Horizon Air Industries, Inc. v. Davis-Warren

Summarized by:

  • Court: Oregon Court of Appeals
  • Area(s) of Law: Workers Compensation
  • Date Filed: 10-15-2014
  • Case #: A150352
  • Judge(s)/Court Below: Garrett, J.for the Court; Ortega, P.J.; & DeVore, J.

Under ORS 656.005(7)(a), to establish a compensable injury a claimant must prove that an injury was suffered in the course of employment and that the injury resulted in death, disability, or was severe enough to require medical services, including medical services with only a diagnostic or prophylactic purpose.

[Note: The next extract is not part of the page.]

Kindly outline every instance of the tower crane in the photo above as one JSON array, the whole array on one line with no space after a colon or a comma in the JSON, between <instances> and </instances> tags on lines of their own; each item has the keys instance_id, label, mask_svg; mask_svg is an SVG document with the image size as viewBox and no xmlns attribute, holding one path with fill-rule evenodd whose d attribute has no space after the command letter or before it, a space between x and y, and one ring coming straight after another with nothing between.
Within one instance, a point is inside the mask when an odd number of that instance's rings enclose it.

Claimant Lisa Davis-Warren (Davis-Warren), a flight attendant for Horizon Air Industries, Inc. (Horizon), suffered dizziness, nausea, and breathing difficulties as a result of failure of the plane cabin to fully pressurize during a flight on which Davis-Warren was working. After landing, Davis-Warren took a flight home rather than work her next scheduled flight. Davis-Warren proceeded to a hospital where a doctor determined Davis-Warren’s symptoms may have been caused by the cabin pressure changes and ordered a test of pressure by way of hyperbaric treatment to aid in identifying whether Davis-Warren had decompression sickness. Horizon denied Davis-Warren’s claim for workers’ compensation benefits; the denial was upheld by an Administrative Law Judge (ALJ) on the basis that Davis-Warren did not suffer a compensable injury. The ALJ found there was no possibility, under the circumstances, that Davis-Warren would develop a medical condition. The workers’ compensation board reversed, concluding that Davis-Warren was not required to prove a diagnosable medical condition, and that the hyperbaric treatments prescribed had a diagnostic purpose because there exists no diagnostic standard for compression sickness. The Court held Davis-Warren only had to show that the hyperbaric chamber treatments were a required medical service arising out of a workplace injury to show a compensable injury had occurred. Additionally, the Court held that medical services include diagnostic procedures or prophylactic treatment, not only those medical services directed toward the cure of a diagnosed medical condition. Affirmed.